Menurut harianhaluan.com, waktu yang ideal untuk mengajarkan bahasa baru bagi anak adalah sejak usia 0 hingga 3 tahun karena pikirannya masih fleksibel. Pada umur 4 sampai 7 tahun, mereka memproses beberapa bahasa dalam 1 jalur. Atau dengan kata lain, seiring membangun bahasa ibu, yaitu bahasa Indonesia, mereka juga membangun sistem bahasa kedua. Jadi mereka akan mempelajari bahasa kedua tersebut seperti penduduk aslinya.
Ya, dipengaruhi perkembangan jaman serta pengaruh pembelajaran bahasa asing ~Inggris dalam hal ini~ terhadap perkembangan kecerdasan otak anak itulah kami jadi yakin akan mengenalkan dan mengajarkan bahasa tersebut sejak dini.
Karena itu saya bingung dan menjadi tidak mengerti dengan pemerintah.
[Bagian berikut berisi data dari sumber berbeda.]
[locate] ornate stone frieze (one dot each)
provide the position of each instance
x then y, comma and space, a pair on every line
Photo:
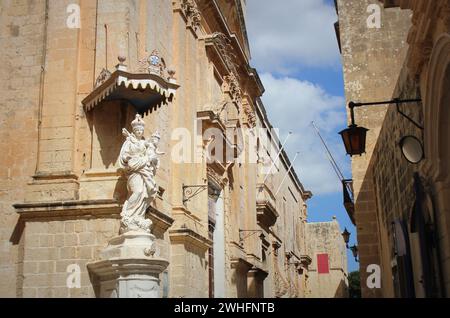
231, 85
190, 11
226, 50
103, 77
281, 285
250, 114
214, 176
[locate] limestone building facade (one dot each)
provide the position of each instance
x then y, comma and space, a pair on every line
401, 209
328, 270
76, 73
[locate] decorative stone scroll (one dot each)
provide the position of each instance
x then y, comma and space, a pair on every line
190, 11
231, 85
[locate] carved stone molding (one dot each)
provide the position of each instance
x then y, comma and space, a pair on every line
215, 176
231, 85
250, 114
102, 77
281, 284
190, 11
226, 50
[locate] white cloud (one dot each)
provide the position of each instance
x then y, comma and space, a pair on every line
292, 105
288, 34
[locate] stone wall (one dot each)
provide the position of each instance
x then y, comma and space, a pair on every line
21, 38
370, 74
61, 173
326, 238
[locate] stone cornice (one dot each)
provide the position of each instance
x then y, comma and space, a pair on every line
190, 12
92, 208
426, 15
188, 236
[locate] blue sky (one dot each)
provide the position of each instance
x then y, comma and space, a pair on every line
295, 51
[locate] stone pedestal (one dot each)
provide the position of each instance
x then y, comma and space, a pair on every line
129, 268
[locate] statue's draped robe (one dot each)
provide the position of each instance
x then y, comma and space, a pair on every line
141, 184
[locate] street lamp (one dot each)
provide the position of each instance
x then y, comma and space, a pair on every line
346, 235
354, 250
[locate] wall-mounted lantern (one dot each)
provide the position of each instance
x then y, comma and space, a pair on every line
346, 235
354, 137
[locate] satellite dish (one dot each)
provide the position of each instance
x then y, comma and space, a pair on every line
412, 149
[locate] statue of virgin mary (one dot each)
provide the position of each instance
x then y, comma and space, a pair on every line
136, 159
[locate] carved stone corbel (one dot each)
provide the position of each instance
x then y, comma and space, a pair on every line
190, 11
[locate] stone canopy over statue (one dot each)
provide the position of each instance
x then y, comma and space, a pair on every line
139, 158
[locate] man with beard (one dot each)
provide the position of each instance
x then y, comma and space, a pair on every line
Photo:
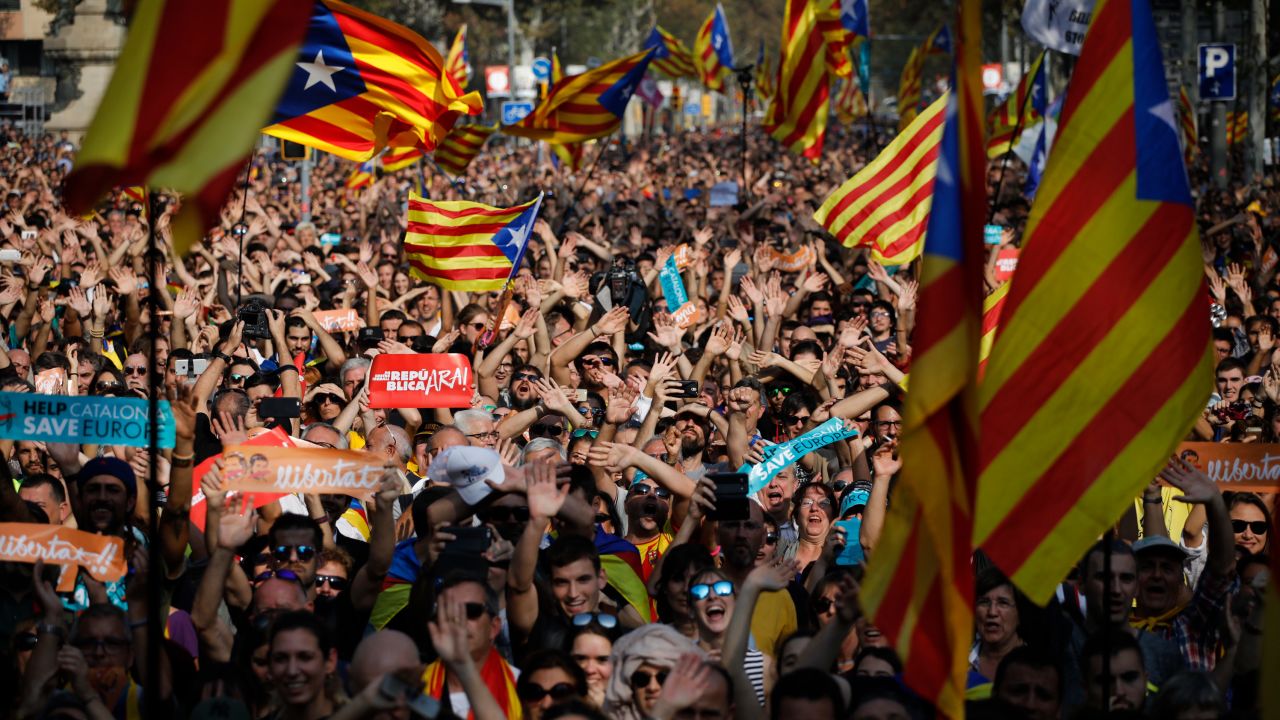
648, 509
775, 615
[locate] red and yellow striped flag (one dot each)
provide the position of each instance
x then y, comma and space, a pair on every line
192, 89
1187, 122
886, 205
1104, 356
1018, 112
918, 588
799, 110
588, 105
850, 101
461, 146
991, 308
1237, 127
365, 83
456, 62
471, 246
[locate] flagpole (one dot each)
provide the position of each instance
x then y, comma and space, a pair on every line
1018, 131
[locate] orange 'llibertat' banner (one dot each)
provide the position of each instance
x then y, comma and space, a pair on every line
101, 556
1249, 466
295, 469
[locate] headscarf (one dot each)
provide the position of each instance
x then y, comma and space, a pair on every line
656, 645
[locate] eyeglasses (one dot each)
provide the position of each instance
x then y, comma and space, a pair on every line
641, 490
502, 514
334, 582
547, 429
282, 574
604, 619
283, 552
702, 591
100, 645
1257, 527
535, 693
641, 679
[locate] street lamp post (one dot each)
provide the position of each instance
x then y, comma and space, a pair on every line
510, 5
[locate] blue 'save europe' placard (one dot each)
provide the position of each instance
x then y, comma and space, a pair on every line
82, 420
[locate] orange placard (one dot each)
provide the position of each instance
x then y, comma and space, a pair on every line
339, 320
101, 556
792, 261
1249, 466
295, 469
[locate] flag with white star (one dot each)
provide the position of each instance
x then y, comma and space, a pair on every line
362, 83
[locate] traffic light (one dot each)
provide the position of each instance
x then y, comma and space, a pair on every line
291, 150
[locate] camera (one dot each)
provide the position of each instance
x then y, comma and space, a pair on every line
254, 317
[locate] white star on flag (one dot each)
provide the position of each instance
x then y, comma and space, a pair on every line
320, 73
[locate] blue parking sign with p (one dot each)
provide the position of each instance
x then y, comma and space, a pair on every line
1217, 71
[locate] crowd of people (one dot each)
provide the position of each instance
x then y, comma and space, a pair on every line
598, 563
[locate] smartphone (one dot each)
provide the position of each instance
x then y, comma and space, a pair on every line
191, 368
731, 501
420, 705
469, 541
279, 408
688, 388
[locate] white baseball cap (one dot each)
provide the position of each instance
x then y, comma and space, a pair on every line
466, 468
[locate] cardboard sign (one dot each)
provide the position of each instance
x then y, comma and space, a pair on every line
101, 556
1248, 466
76, 419
778, 456
339, 320
293, 469
792, 261
421, 381
275, 437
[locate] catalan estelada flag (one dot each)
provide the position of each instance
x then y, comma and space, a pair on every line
400, 158
1020, 110
456, 62
588, 105
713, 50
461, 146
1187, 122
470, 246
886, 205
361, 177
192, 87
798, 113
670, 55
1093, 379
361, 83
1237, 127
850, 101
918, 589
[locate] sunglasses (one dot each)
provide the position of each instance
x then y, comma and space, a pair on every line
604, 619
702, 591
283, 574
535, 693
283, 552
641, 490
1258, 527
499, 514
641, 679
334, 582
545, 429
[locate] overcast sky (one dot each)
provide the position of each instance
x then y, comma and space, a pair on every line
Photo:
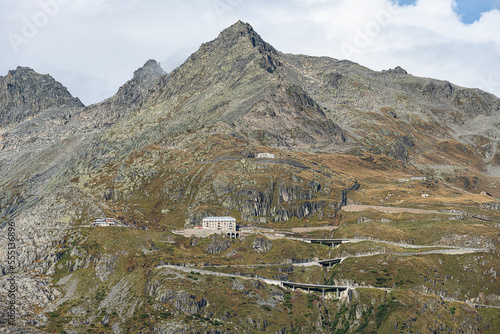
93, 46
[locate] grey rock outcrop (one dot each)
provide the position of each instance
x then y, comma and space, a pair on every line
262, 245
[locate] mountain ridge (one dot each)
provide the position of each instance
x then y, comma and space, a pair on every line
416, 155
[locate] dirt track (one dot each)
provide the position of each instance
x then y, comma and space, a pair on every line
386, 209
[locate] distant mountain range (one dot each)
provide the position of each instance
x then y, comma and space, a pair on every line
171, 148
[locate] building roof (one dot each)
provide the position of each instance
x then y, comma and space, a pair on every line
218, 218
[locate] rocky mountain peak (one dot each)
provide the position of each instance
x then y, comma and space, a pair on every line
231, 36
24, 93
148, 73
142, 81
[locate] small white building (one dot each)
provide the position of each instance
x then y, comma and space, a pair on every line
266, 155
104, 222
222, 225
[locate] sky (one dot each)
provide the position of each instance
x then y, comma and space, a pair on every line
93, 46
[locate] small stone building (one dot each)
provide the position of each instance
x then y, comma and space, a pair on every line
104, 222
266, 155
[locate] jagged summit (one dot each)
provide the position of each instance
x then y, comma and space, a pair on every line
25, 93
239, 44
142, 81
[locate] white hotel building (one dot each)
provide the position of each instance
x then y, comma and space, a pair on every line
222, 224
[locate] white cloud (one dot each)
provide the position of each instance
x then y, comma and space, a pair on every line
93, 46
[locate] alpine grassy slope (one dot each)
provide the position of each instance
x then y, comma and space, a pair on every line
170, 149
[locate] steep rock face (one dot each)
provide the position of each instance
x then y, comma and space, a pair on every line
129, 97
403, 116
25, 93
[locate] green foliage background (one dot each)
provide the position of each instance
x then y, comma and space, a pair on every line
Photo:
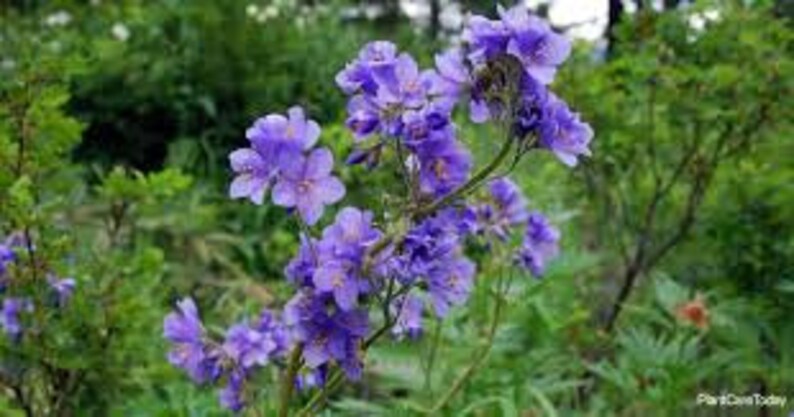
125, 178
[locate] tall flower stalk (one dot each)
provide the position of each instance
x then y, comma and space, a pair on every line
364, 264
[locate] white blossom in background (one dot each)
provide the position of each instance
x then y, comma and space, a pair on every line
120, 31
263, 14
59, 18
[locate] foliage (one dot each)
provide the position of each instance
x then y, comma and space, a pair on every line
118, 102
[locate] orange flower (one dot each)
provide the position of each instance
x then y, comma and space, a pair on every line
694, 312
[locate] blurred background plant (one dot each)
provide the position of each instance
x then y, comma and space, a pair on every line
676, 275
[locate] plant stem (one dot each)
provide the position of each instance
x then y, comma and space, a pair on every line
480, 357
288, 383
473, 182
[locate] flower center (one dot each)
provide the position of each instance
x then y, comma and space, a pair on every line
304, 186
440, 168
338, 280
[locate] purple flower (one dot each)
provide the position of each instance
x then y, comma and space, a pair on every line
311, 378
248, 346
278, 138
444, 166
420, 127
534, 43
562, 132
254, 175
451, 284
485, 39
402, 84
363, 116
63, 288
432, 242
10, 316
7, 256
335, 277
456, 79
357, 76
232, 397
336, 338
300, 269
183, 328
307, 184
352, 232
534, 99
409, 316
274, 140
509, 207
541, 244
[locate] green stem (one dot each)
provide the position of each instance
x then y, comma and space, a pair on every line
480, 358
473, 182
288, 383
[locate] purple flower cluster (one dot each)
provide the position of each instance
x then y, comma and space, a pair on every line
541, 244
506, 208
325, 314
245, 348
502, 72
281, 154
10, 316
524, 44
13, 307
391, 98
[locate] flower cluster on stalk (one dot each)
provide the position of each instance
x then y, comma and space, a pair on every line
15, 306
363, 262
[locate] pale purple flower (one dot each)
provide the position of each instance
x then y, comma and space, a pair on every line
300, 269
364, 116
351, 234
444, 166
457, 80
409, 316
563, 132
335, 338
311, 378
485, 39
183, 328
63, 288
10, 319
232, 397
7, 257
357, 76
253, 175
534, 43
541, 244
335, 277
450, 284
277, 137
402, 84
420, 127
509, 207
306, 183
248, 346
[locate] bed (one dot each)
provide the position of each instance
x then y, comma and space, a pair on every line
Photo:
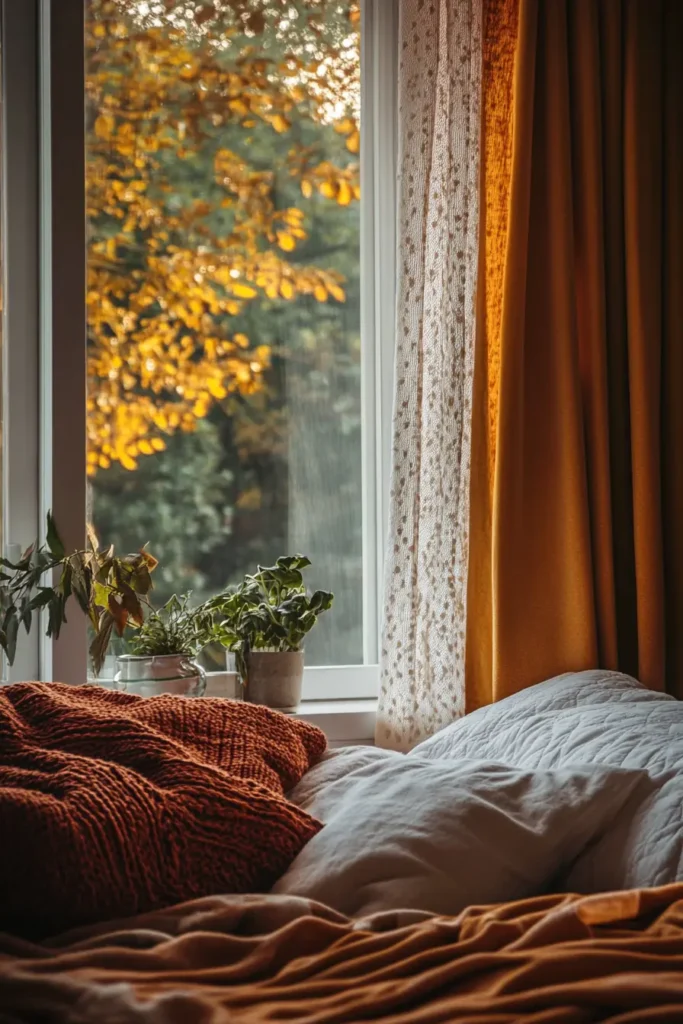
561, 807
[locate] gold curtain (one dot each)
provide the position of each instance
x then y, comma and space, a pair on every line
577, 482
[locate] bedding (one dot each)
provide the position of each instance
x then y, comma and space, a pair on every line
258, 960
113, 804
592, 718
442, 835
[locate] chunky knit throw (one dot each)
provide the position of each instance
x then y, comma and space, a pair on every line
113, 804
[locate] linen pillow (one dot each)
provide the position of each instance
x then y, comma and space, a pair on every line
113, 804
406, 833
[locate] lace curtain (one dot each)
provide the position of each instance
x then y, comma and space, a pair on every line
423, 645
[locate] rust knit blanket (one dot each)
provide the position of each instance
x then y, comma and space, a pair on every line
113, 804
553, 960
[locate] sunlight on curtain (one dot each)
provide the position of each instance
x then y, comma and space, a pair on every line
423, 647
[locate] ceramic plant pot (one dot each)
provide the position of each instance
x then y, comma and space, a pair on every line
150, 675
274, 678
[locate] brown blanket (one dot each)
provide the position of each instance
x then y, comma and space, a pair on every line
563, 958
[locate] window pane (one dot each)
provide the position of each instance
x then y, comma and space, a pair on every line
223, 293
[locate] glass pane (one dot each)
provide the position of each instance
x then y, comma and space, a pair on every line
223, 293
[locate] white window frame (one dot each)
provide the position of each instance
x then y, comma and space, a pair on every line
50, 407
19, 231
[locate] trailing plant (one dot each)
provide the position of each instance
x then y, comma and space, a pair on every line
269, 610
111, 590
174, 629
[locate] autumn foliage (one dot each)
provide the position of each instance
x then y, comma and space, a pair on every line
186, 223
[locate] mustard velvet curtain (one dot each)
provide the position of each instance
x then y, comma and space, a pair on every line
577, 485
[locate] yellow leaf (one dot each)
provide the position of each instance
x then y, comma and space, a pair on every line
280, 123
345, 126
337, 293
353, 141
286, 241
104, 125
344, 196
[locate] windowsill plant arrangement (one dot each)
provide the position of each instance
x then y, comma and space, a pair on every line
263, 621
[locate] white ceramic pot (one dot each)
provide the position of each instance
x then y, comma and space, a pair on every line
150, 675
274, 678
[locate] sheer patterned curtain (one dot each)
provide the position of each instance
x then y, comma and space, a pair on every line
423, 646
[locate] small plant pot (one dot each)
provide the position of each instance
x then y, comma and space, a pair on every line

Hal itu dikarenakan adanya pemberitaan yang saya baca di VOA pada tanggal 12 Oktober 2012 lalu mengenai pemerintah Indonesia yang akan menghapuskan pelajaran bahasa Inggris di Sekolah Dasar.
Disebutkan dalam berita tersebut salah satu hal yang menjadi pertimbangan penghapusan bahasa Inggris di kurikulum Sekolah Dasar adalah mengenai penguasaan dan penguatan bahasa Indonesia sebelum mempelajari bahasa asing.
Hal tersebut menurut saya sudah terbantahkan dengan riset dari J Cummins dalam buku Language, Power, and Pedagogy: Bilingual Children in The Crossfire, Manajer English First (EF) Indonesia Arleta Darusalam. Pada hasil risetnya, beliau menyatakan “anak yang mengembangkan dua kemampuan bahasa semasa sekolah akan mendapat pemahaman mendalam mengenai bahasa dan cara penggunaannya secara efektif”.
Selain itu, yang menjadi alasan adalah terbebaninya para siswa Sekolah Dasar dengan kurikulum yang ada sekarang dan ingin memfokuskan pada pendidikan karakter.
Menurut pendapat saya, terbebaninya para siswa Sekolah Dasar adalah bukan karena banyaknya bahan ajaran yang dipelajarinya, namun karena tidak menariknya pelajaran tersebut.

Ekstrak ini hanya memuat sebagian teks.